On Sunday, 24 May 2020 at 15:42:54 UTC, ag0aep6g wrote:
On Sunday, 24 May 2020 at 14:39:50 UTC, Arine wrote:
Then that is definitely a bug if that's the case. Someone should probably make a bug report, Walter? If you are still using @system with @safe, then that would still be somewhere you have to look for not memory safe code. @trusted should just mean that someone verified it. @system then would mean no one's verified it to be safe, that doesn't mean you don't have to check it.

@system does indicate that you don't have to check a function. But its trumped by other indicators:

* @system entry points (`main`, static constructors, static initializers) - have to check those.

* Foreign prototypes (`extern (C)` and friends) - have to check those, whether they're @system or @safe or @trusted.

* @system functions that are being called by @trusted ones - have to check those. But I would say that's part of verifying @trusted functions.

Other than that (and maybe other special cases that I've missed), you can safely ignore @system functions, because your @safe program cannot possibly be calling them.

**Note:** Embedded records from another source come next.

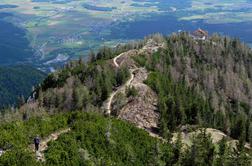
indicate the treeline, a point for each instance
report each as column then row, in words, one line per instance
column 202, row 83
column 81, row 85
column 96, row 140
column 16, row 83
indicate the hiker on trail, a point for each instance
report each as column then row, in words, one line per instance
column 36, row 142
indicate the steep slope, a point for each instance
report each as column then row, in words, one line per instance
column 159, row 85
column 17, row 81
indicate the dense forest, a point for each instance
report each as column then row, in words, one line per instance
column 16, row 83
column 200, row 84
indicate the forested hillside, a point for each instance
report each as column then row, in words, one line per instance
column 198, row 84
column 17, row 81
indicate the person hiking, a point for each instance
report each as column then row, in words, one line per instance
column 36, row 142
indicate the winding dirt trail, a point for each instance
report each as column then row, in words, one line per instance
column 43, row 144
column 108, row 102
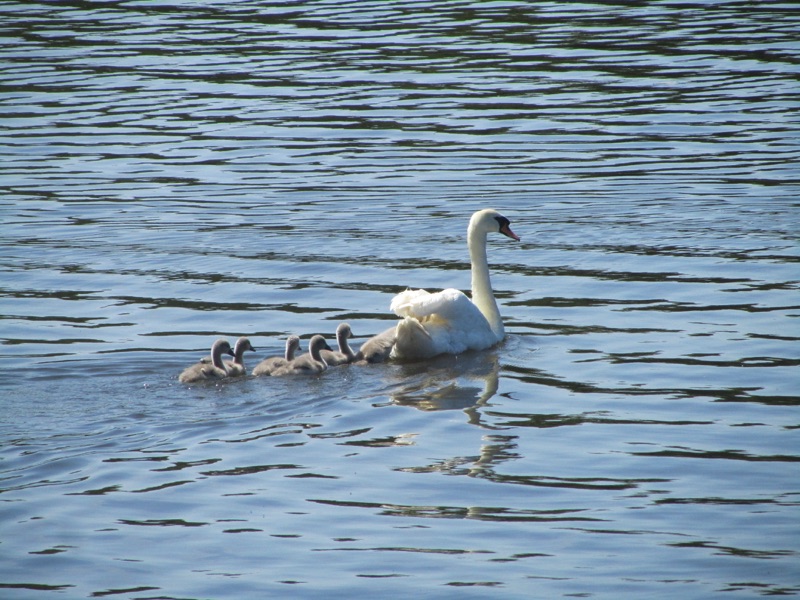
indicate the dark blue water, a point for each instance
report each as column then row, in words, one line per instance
column 174, row 173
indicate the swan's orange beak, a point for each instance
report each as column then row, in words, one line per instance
column 506, row 231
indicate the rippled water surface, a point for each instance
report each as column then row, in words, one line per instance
column 176, row 172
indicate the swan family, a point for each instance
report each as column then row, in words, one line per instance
column 444, row 322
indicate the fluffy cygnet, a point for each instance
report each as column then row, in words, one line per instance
column 214, row 370
column 308, row 364
column 378, row 348
column 272, row 363
column 345, row 354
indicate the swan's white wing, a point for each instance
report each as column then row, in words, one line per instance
column 421, row 304
column 445, row 322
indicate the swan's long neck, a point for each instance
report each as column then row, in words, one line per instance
column 482, row 293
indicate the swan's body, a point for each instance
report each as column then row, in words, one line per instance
column 448, row 322
column 205, row 370
column 377, row 348
column 235, row 367
column 268, row 365
column 308, row 364
column 345, row 354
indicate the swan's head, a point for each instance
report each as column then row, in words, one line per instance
column 489, row 220
column 221, row 347
column 293, row 343
column 343, row 332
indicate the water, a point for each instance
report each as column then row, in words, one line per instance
column 173, row 173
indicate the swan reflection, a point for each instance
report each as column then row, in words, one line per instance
column 461, row 382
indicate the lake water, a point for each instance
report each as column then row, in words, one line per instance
column 177, row 172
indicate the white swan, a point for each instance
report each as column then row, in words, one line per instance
column 448, row 322
column 235, row 367
column 377, row 348
column 203, row 370
column 308, row 364
column 272, row 363
column 345, row 354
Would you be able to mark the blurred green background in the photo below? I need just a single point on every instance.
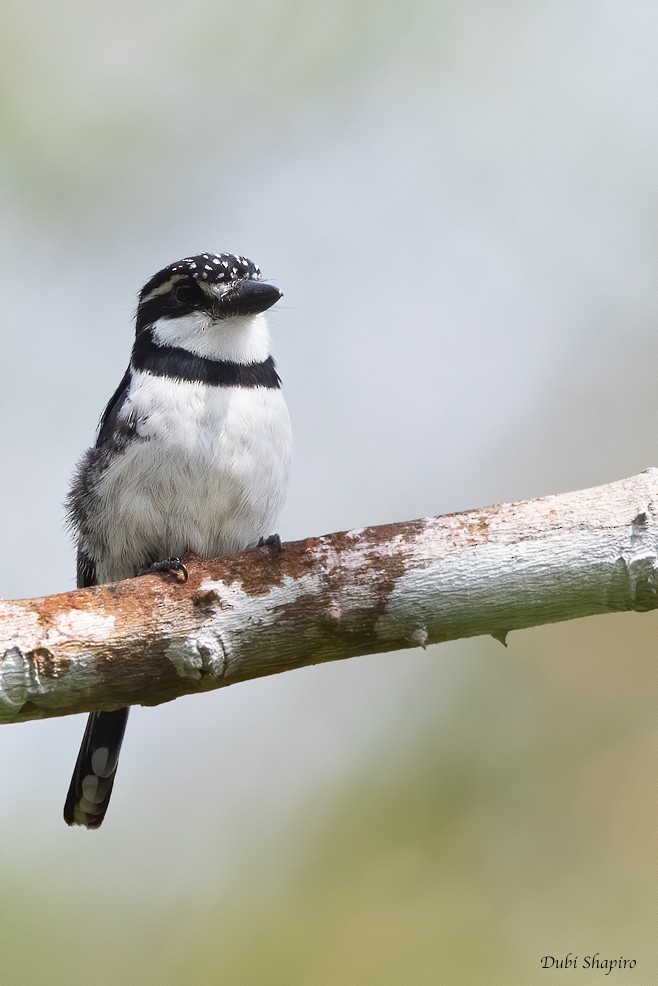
(455, 198)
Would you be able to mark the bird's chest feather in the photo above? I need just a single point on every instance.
(206, 469)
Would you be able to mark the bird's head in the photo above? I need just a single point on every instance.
(211, 305)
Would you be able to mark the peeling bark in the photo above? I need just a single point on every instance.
(487, 571)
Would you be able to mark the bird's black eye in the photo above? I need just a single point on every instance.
(186, 293)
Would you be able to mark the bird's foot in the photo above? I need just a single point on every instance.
(165, 565)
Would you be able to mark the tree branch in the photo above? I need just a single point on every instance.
(149, 640)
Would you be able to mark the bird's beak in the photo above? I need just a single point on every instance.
(246, 297)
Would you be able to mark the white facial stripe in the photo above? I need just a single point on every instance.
(163, 288)
(240, 339)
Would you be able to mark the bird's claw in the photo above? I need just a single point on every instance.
(166, 565)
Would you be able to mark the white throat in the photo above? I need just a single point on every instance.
(240, 339)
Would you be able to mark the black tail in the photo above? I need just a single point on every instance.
(93, 776)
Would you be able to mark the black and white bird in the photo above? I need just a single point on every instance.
(193, 454)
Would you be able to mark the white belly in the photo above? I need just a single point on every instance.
(207, 472)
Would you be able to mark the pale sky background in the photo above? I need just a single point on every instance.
(458, 201)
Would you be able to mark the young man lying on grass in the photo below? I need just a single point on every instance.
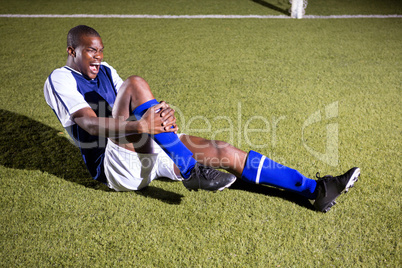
(127, 138)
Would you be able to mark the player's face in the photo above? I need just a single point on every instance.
(88, 56)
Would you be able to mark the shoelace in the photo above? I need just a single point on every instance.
(205, 171)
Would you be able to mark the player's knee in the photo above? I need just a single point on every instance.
(135, 80)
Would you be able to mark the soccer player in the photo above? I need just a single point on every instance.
(127, 138)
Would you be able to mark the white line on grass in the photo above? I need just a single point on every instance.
(194, 16)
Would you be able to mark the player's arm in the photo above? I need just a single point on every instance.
(159, 118)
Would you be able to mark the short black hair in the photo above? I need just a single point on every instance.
(74, 35)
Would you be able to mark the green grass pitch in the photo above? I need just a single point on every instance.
(252, 82)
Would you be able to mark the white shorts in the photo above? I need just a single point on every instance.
(126, 170)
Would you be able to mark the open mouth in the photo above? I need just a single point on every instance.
(94, 67)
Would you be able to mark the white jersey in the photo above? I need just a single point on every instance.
(67, 91)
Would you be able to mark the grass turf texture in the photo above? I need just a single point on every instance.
(53, 214)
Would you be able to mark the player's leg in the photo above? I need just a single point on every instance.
(256, 168)
(252, 167)
(135, 98)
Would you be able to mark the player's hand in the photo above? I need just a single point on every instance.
(158, 119)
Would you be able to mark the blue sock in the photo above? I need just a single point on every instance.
(170, 143)
(262, 170)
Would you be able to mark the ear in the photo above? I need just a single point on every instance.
(71, 51)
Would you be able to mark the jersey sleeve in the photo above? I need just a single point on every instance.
(117, 81)
(62, 96)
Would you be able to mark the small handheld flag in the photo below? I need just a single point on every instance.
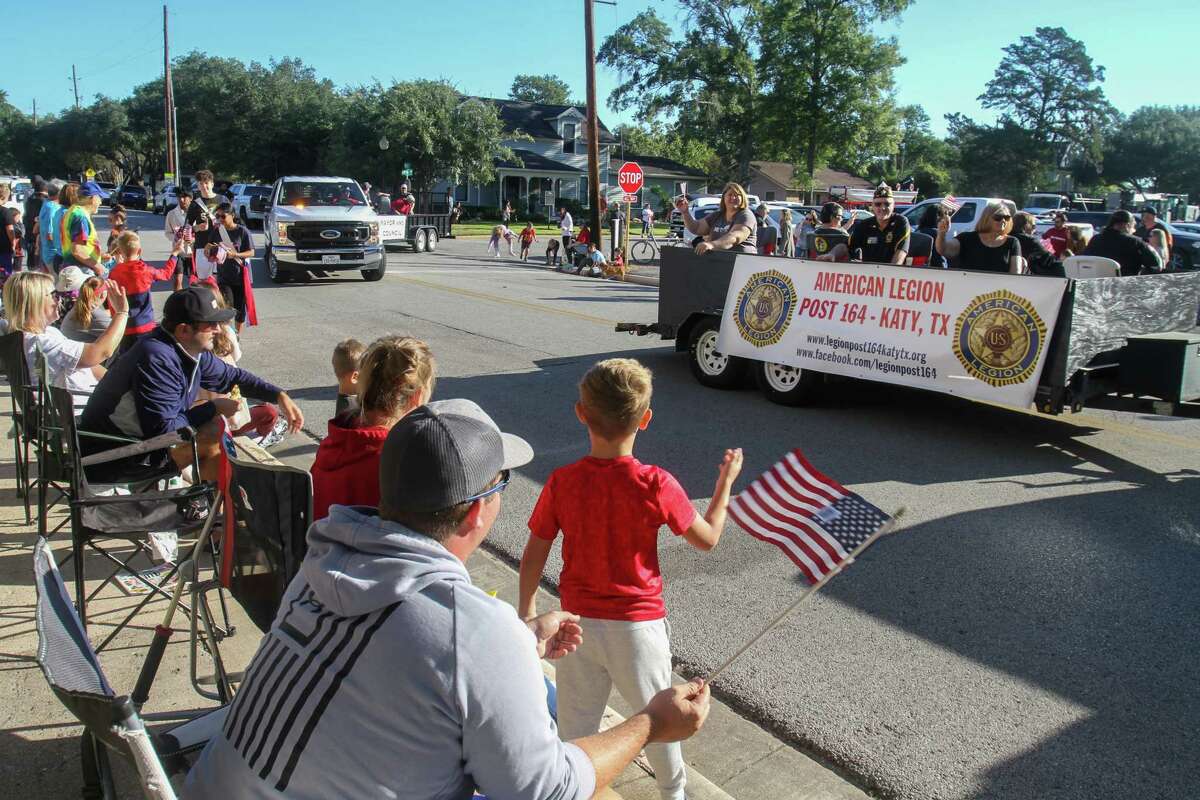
(814, 519)
(817, 522)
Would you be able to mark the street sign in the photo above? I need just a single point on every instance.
(630, 178)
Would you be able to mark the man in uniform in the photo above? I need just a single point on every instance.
(883, 239)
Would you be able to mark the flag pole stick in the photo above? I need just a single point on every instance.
(883, 530)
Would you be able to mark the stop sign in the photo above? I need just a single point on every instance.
(630, 178)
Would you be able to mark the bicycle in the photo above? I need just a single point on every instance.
(646, 250)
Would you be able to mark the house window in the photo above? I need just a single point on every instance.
(568, 137)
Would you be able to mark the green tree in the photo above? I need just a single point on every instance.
(540, 89)
(707, 77)
(831, 80)
(1157, 149)
(1048, 84)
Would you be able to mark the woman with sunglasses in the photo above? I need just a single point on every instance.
(396, 376)
(988, 248)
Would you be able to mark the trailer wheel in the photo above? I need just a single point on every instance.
(708, 365)
(376, 275)
(787, 385)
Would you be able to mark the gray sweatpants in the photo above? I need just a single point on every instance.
(636, 659)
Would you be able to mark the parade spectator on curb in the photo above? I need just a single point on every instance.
(1116, 241)
(565, 229)
(7, 232)
(396, 374)
(1037, 258)
(1156, 234)
(988, 248)
(449, 697)
(403, 202)
(609, 507)
(731, 227)
(137, 278)
(528, 236)
(81, 246)
(30, 306)
(1057, 236)
(88, 319)
(347, 356)
(882, 239)
(928, 226)
(199, 221)
(31, 215)
(153, 388)
(48, 239)
(786, 240)
(233, 272)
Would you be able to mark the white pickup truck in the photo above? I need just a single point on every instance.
(321, 224)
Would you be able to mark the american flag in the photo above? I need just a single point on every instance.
(814, 519)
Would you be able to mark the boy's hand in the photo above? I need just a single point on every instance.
(557, 633)
(731, 467)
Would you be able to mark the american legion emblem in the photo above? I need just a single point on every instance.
(765, 307)
(999, 337)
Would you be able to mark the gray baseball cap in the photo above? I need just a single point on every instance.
(444, 453)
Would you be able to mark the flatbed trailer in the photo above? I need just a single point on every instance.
(1054, 343)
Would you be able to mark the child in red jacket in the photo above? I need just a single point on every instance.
(137, 277)
(395, 376)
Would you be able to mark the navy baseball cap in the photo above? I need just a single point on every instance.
(91, 188)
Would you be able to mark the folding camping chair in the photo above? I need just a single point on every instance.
(24, 426)
(111, 722)
(125, 518)
(271, 509)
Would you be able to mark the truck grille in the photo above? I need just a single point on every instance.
(309, 234)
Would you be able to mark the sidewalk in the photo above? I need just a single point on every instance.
(731, 757)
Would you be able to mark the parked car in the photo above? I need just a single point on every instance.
(133, 197)
(243, 197)
(166, 199)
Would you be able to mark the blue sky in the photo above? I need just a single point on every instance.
(952, 48)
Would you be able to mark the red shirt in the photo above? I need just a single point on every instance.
(1056, 239)
(610, 512)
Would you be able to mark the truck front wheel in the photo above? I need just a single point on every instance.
(708, 365)
(376, 275)
(787, 385)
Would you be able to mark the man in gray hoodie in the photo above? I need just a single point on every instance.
(388, 674)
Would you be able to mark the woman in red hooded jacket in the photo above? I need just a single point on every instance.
(396, 376)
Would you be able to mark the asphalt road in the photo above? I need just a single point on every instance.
(1031, 632)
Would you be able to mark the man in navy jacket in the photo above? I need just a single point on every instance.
(151, 390)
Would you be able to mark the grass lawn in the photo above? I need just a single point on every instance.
(484, 228)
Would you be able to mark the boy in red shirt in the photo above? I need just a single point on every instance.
(610, 507)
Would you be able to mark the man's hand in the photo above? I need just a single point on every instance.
(557, 633)
(292, 413)
(226, 405)
(678, 713)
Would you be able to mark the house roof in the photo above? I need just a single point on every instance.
(658, 166)
(537, 119)
(533, 161)
(784, 174)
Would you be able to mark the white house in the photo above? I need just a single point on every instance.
(550, 166)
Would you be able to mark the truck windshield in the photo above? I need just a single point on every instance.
(305, 193)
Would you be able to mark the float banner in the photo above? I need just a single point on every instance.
(981, 335)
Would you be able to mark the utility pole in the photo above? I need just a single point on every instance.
(593, 124)
(167, 100)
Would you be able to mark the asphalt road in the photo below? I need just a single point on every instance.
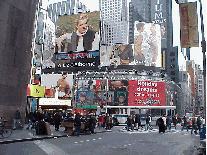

You *have* to check @system code. That's where you are guarantee'd to have memory safety issues. If you are ignoring @system code because you think @safe code doesn't interact with it at all, then that's a problem you are creating for yourself. @system code can still call @safe code, and that @system code that is calling the @safe code can pass invalid information that causes the @safe code to misbehave. You have to check @system for memory safety issues. It seems Walter's comments about only have to review @trusted are being taken too literally.